In the bowl of an electric mixer fitted with the paddle attachment, combine egg yolks with remaining 1/2 cup warm water. In a medium bowl, combine salt, canola oil, honey, pumpkin, cinnamon, ginger, and allspice. Replace paddle attachment with dough-hook attachment, and add the pumpkin mixture to the mixer bowl; combine. Add the yeast mixture, stirring until combined.
Slowly add flour, 1 cup at a time, until all the flour is incorporated into dough. Transfer the dough to a lightly floured work surface, and knead the dough by hand for 10 minutes.
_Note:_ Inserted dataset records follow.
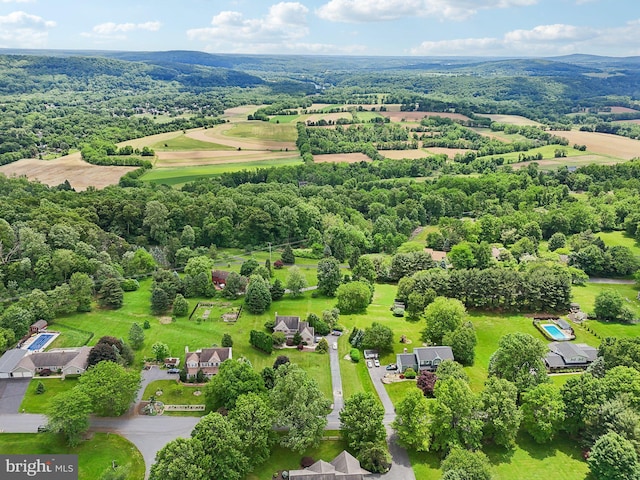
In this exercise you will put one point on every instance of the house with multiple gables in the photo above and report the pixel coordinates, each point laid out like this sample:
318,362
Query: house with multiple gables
207,359
62,361
566,355
423,358
344,467
289,325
Place dough in a lightly oiled bowl, cover with plastic wrap, and let rise until doubled in size, about 1 hour.
Transfer the dough to a lightly floured work surface, punch down the dough, and then form it into two 8-inch loaves. Place the loaves on a baking sheet lined with parchment paper, cover with a kitchen towel, and let rise until doubled in size, about 1 hour.
While the dough is rising, heat the oven to 350 degrees. Mix remaining egg yolk with 1 tablespoon water. Brush the loaves with the egg glaze, and bake until golden brown, about 50 minutes. Let cool on a wire rack, and serve.